Peng et al's9 new study begins to address these concerns. Their model system was a six-millimeter diameter defect in the parietal bone of mice. They monitored healing in this defect with both radiology and histology. Their approach was to use ex vivo gene therapy with muscle-derived stem cells genetically engineered to express human BMP-4 and vascular endothelial growth factor (VEGF). They showed that bone formation elicited by BMP-4 was significantly enhanced when combined with VEGF.

As with all other studies in which BMPs have been used to enhance skeletal repair, endochondral ossification played a key role. In this process, undifferentiated mesenchymal cells are recruited to the site of the defect; cartilage forms and gradually is calcified. Cartilage is then removed by resorption and replaced with bone. The newly deposited bone is then remodelled to form a structure capable of supporting mechanical loads.

Peng and co-workers showed that VEGF and BMP-4 act synergistically to enhance both bone formation and healing. In addition to its effects on enhancing angiogenesis and accelerating cartilage resorption, VEGF in the presence of BMP-4 promoted recruitment of mesenchymal stem cells to sites of bone formation and enhanced cell survival. Notably, these results were critically dependent on the ratio of VEGF to BMP-4, as improper proportions led to detrimental effects on healing, and VEGF alone did not enhance bone formation. Moreover, they showed that expression of Flt1 (the soluble antagonist of VEGF), inhibited bone formation elicited by BMP-4.

This study has important implications for the genetic engineering of bone. It points the way to possible strategies for addressing limitations of the use of BMPs and other growth factors in the restoration of human skeletal defects. For example, the ability to incorporate multiple genes expressing a variety of factors in varying concentrations opens numerous therapeutic possibilities. The new work also opens up the possibility that healing responses to growth factor treatment could be enhanced by titrating optimum ratios of expression. To do this using recombinant proteins would involve multiple hit or miss experiments, and the production of these proteins would be laborious, time-consuming and expensive.

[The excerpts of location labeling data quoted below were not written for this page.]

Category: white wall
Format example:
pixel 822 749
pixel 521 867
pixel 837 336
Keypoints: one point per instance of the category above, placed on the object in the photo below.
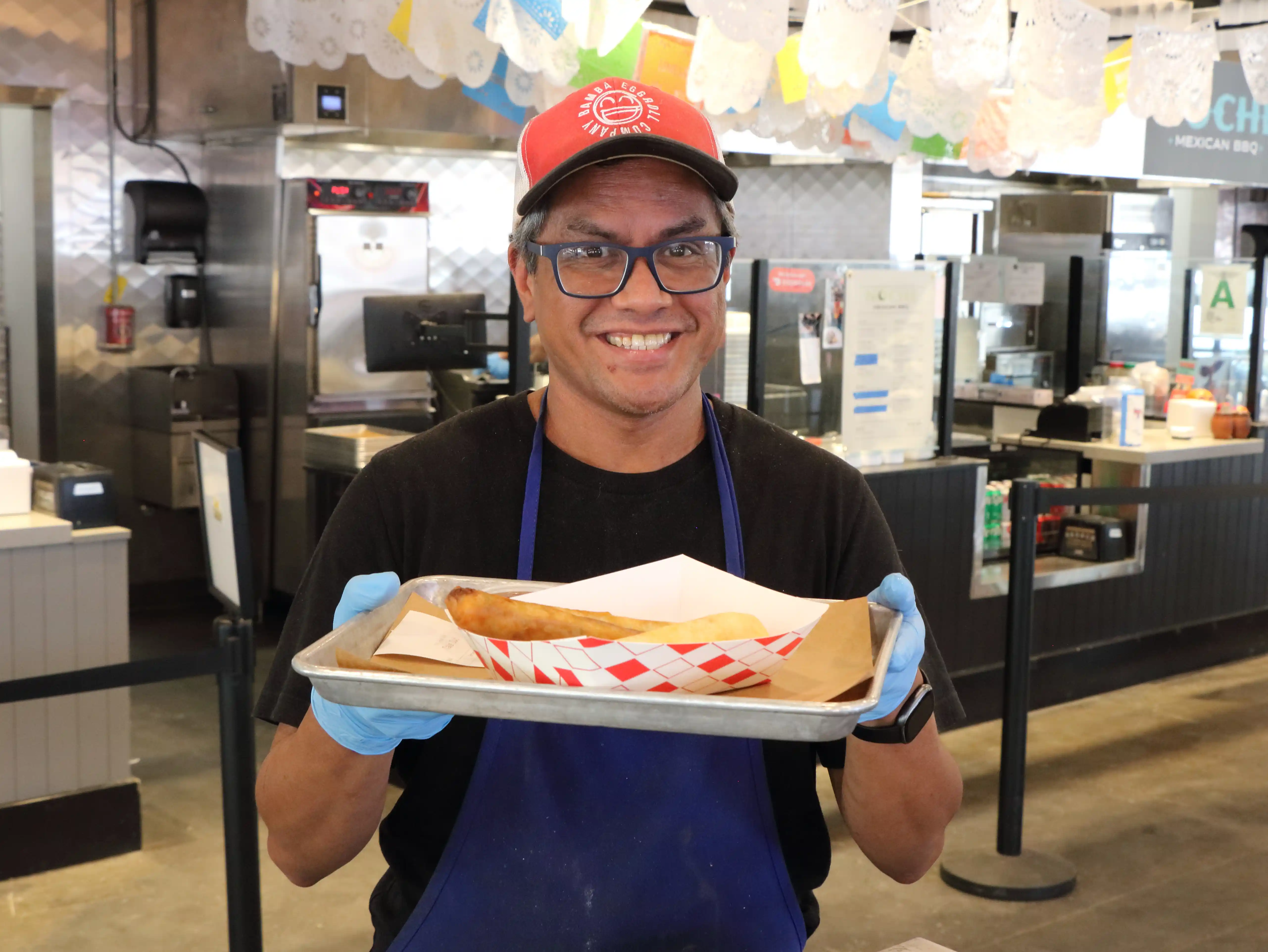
pixel 907 186
pixel 840 211
pixel 1194 239
pixel 18 267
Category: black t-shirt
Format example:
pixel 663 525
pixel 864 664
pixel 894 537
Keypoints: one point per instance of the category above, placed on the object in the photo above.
pixel 449 503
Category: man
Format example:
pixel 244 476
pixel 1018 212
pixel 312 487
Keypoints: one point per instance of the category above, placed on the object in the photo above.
pixel 519 836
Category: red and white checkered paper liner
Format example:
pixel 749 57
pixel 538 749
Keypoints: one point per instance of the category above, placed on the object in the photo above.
pixel 640 666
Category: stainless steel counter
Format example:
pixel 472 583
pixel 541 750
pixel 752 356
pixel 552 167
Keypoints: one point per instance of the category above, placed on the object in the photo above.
pixel 1157 448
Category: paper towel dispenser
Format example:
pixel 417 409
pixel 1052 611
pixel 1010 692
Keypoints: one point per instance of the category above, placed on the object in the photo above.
pixel 167 219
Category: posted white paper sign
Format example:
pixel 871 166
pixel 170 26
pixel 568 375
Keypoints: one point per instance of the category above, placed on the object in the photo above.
pixel 428 637
pixel 809 361
pixel 1224 301
pixel 984 278
pixel 1024 283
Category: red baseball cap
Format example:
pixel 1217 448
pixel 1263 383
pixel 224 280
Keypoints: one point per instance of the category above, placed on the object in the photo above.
pixel 615 118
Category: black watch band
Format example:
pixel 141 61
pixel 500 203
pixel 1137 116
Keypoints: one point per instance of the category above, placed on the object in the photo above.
pixel 912 718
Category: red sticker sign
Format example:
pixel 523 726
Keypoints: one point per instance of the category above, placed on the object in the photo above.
pixel 792 281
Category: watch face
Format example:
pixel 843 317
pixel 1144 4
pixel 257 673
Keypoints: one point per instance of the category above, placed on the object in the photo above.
pixel 919 717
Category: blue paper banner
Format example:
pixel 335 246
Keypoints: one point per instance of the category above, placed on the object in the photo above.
pixel 878 115
pixel 548 14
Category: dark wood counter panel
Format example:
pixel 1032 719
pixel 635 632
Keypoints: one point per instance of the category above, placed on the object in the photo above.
pixel 1203 598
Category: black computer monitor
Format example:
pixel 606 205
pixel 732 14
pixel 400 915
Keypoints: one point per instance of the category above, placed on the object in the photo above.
pixel 424 333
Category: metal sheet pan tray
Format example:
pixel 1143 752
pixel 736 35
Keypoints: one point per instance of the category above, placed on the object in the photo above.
pixel 348 448
pixel 683 713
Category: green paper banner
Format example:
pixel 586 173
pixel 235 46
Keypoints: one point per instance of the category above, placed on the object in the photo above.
pixel 623 61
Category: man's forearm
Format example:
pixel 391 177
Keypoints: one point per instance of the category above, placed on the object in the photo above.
pixel 898 800
pixel 320 800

Finally, the enhanced mesenchymal stem cell recruitment and cell survival that Peng and co-workers found suggest that it may be possible to prime the host environment by increasing the number of cells available to give a robust bone formation response. Such a strategy could address one of the major limitations of moving from lower mammals to humans. Other intriguing aspects of this report include the effects of combined VEGF and BMP-4 expression on skeletal tissue resorption. The removal of cartilage and its replacement by bone may be an important restriction point during the process of endochondral bone formation. Therefore, the enhancement of this transition may promote and accelerate healing.

This work is exciting and offers new possibilities for regenerative musculoskeletal medicine. However, there are limitations and while the list may not be long, they are very familiar to most investigators in the field. The most obvious, of course, is that these studies were conducted in mice. The history of bone regeneration research has shown that exciting results in animals become somewhat less exciting as they climb the phylogenetic tree. Then, of course, there are all of the concerns associated with the safety of gene therapy. Indeed, while risk–benefit ratios may make sense when applied to life-threatening genetic diseases, skeletal defects, while often-times limb threatening, may not carry the weight necessary to tip the balance in the beneficial direction.

These limitations aside, this work advances our understanding of skeletal regeneration and should lead to new experiments to test these and other combinations of growth factors. Other BMPs such as BMPs-2, 3, 6, 7 and 9 may be as, or even more osteogenic than BMP-4.10 Moreover, new vectors for gene therapy which are both safe and effective in humans may bring this technology to the front of the musculoskeletal research agenda. In an aging society that is increasingly more active and prone to skeletal injuries, it is becoming even more important that we get novel approaches like these out of the lab and into the clinic.